Album Review: Decisive Pink – Ticket To Fame

[Fire; 2023]

Decisive Pink, the duo of Kate NV and Angel Deradoorian, is a project that veers from the serious to the silly while employing tons of sonic and lyrical twists along the way. We’ve heard NV getting up to synth-based hi-jinks and madcap storytelling before – adding a good dash of uncanny on this year’s WOW. But the last we heard from Deradoorian, on 2020’s Find The Sun, she was setting off on Can-like voyages in search of spiritual truth. It’s therefore quite surprising to hear her singing along with NV about throwaway things like frappuccinos and gossip on “Haffmilch Holiday”, the opening track on Decisive Pink’s debut album Ticket To Fame.

However, deeper listening to “Haffmilch Holiday” and the rest of the record reveals more sober themes. Between the sometimes garish synths and nods to capitalist values there is a deeper message about finding connections and personal satisfaction in this overwhelming world of ours. On “Haffmilch Holiday”, for example, the duo don’t want frappuccinos or gossip, they just want silence, play time and the opportunity to dance freely on the grass.

This desire for better is continued in the following “What Where”, which pairs pinwheeling synth melodies with windswept sadness as they disjointedly and poetically track the inevitable passing of time, begging it to stop. Their quest for more personal satisfaction is picked up on “Destiny”, where 8-bit electronics combine with a propulsive beat, underscoring the duo’s tandem chanting about “your destiny”. Rather than act the concerned mother, wondering what you’re doing with your life, they dance around the beat like a pair of ne’er-do-well fairies, tempting and cajoling, proffering a set of cards and asking you to pull one out to reveal your fate, teasingly asking “do you wanna break the rules?” Then, later, across seven minutes of the slowly expanding and swirling synth workout “Cosmic Dancer”, NV and Deradoorian look to the stars and find meaning among the Milky Way, determined to not let time pass them by. Decisive Pink prove that even when the facade is bright and chintzy, the message can be timeless and true.

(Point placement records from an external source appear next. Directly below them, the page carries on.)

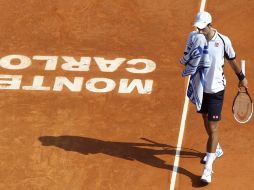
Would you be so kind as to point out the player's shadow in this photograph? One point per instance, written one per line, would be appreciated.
(142, 152)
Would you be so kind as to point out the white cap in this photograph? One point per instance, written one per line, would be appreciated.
(202, 20)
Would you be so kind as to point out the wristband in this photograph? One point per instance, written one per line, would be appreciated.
(240, 76)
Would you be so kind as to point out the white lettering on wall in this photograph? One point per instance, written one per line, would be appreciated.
(10, 82)
(150, 66)
(51, 61)
(7, 62)
(74, 65)
(109, 85)
(74, 86)
(108, 65)
(37, 84)
(126, 87)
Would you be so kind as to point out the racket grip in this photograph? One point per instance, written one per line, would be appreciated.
(242, 63)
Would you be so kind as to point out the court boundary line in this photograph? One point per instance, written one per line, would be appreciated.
(182, 126)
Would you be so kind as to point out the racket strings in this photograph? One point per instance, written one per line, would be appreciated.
(242, 107)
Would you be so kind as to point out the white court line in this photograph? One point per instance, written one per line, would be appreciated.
(182, 126)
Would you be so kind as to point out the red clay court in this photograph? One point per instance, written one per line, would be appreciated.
(92, 96)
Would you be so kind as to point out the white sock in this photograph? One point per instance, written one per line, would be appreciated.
(210, 158)
(218, 146)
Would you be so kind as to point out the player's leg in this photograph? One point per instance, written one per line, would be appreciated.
(214, 105)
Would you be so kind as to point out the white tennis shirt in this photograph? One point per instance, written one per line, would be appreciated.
(218, 47)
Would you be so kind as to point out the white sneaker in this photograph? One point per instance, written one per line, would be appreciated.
(207, 176)
(218, 153)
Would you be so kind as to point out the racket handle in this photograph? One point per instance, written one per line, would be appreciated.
(242, 63)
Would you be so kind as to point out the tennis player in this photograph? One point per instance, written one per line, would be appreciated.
(214, 82)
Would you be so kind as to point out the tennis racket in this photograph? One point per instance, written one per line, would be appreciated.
(242, 105)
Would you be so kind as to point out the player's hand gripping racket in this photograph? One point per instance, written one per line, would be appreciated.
(242, 105)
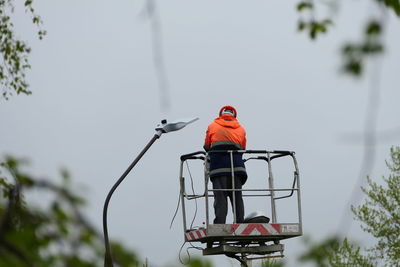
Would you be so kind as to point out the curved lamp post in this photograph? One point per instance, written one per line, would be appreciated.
(164, 127)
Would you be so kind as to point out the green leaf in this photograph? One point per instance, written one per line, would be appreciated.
(305, 5)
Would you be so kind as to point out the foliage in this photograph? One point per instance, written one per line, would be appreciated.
(355, 53)
(14, 60)
(54, 233)
(380, 213)
(311, 24)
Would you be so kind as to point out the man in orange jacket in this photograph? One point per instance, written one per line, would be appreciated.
(225, 133)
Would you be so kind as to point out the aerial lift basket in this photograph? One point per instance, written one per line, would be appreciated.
(254, 237)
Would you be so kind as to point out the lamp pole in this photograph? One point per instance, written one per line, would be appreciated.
(164, 127)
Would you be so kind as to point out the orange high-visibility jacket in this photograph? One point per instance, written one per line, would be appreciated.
(225, 133)
(225, 130)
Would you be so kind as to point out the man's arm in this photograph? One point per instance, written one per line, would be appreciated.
(207, 141)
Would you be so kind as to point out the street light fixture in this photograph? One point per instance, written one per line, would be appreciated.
(164, 127)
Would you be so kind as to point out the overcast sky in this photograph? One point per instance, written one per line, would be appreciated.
(96, 102)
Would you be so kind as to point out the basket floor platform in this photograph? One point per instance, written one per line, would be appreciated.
(243, 238)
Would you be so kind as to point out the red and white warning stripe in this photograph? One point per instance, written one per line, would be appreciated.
(197, 234)
(255, 229)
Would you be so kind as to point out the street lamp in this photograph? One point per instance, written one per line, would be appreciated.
(164, 127)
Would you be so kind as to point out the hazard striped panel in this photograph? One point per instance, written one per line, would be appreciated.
(254, 229)
(194, 235)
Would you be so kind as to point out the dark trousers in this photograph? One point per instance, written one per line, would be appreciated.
(221, 201)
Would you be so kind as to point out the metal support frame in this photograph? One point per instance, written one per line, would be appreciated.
(219, 237)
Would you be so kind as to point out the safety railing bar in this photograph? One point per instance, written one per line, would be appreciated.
(293, 189)
(258, 195)
(255, 190)
(186, 156)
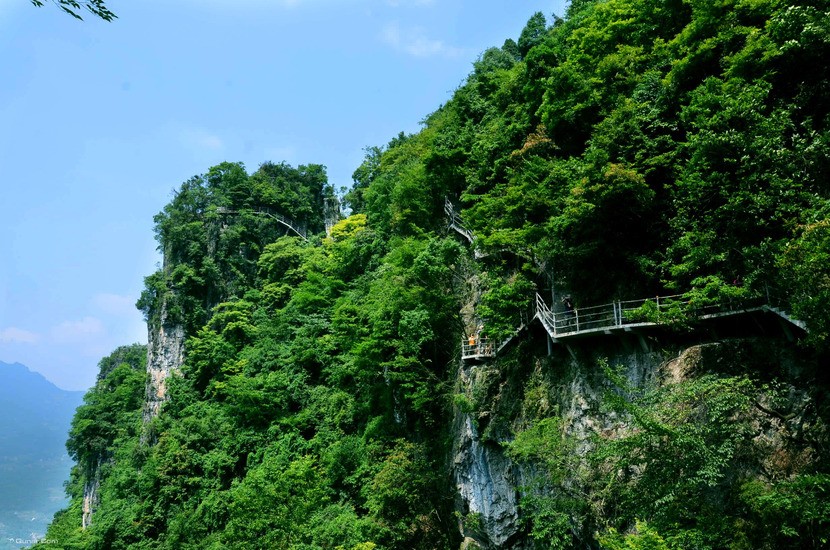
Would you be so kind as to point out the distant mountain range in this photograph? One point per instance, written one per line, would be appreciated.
(35, 416)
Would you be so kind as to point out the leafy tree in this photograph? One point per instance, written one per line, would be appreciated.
(97, 8)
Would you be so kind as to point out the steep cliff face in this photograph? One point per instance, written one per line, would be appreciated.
(165, 355)
(497, 400)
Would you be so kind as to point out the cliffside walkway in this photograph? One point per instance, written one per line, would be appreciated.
(618, 316)
(455, 223)
(287, 222)
(622, 316)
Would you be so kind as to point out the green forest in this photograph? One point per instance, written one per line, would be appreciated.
(630, 148)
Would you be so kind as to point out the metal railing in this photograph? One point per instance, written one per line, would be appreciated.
(477, 348)
(624, 314)
(455, 223)
(640, 312)
(287, 222)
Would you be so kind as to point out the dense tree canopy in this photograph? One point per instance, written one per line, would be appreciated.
(98, 8)
(630, 148)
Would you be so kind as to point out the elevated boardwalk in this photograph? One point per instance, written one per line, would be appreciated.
(455, 223)
(607, 319)
(299, 230)
(622, 316)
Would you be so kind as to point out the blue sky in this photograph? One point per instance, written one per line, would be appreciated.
(99, 122)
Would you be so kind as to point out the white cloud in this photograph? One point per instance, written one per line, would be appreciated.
(115, 304)
(18, 336)
(83, 330)
(415, 42)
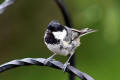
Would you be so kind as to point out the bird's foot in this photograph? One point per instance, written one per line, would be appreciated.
(65, 66)
(47, 60)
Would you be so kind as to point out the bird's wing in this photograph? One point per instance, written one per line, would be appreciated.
(78, 33)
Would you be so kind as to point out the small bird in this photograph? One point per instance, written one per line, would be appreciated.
(63, 40)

Having said that, there is also just a lot of absolute tongue-in-cheek silliness popping up throughout Ticket To Leave. “Ode to Boy” is a straight-up song about a crush, the pair blushing as they meekly ask “Could you be more / more than just an ordinary boy?” The dizziness of their attraction and the melodic arrangement piles up to a point where the concluding chant of the melody to “Ode to Joy” feels as inevitable as it does hilarious. “Dopamine”, underscored by a funky bass line, has the pair listing their commercial impulses, “trying to find something to fill up the void and pleasure my mind”. The way they list pointless products – “anatomy bathing suit / real life potato head / kitty thief piggy bank” – followed by a beseeching chant of “I need it! I need it!” and the inevitable hit of “dopamine / dopamine” is as infectious as it is hilarious. Even in these more sardonic moments, there is an underlying message about what our consumerist reality is doing to our minds. Then again, there is “Potato Tomato”, where they just repeat the titular words over again.

Between these lyrically-led tracks, Ticket To Fame is populated by instrumental journeys, the two artists bouncing sounds off and around each other and travelling to distant sonic galaxies, their minds just as in sync as their voices are elsewhere.

Overall Ticket To Fame is the sound of two artists figuring each other out. They’re like two stags locking horns and realising that the sound they make together is glorious and ear-popping and downright unique. Theirs is an ideal Venn diagram where their overlapping proclivities yield magnificent sound, but their desire to be pulled into somewhere entirely new is also audible. The resulting album is at once a hodgepodge of ideas and a collection that is bound together by vintage synth tones NV and Deradoorian’s desire to explore the possibilities of their collaboration. It’s an entirely unpredictable but indefinably enlivening listening experience.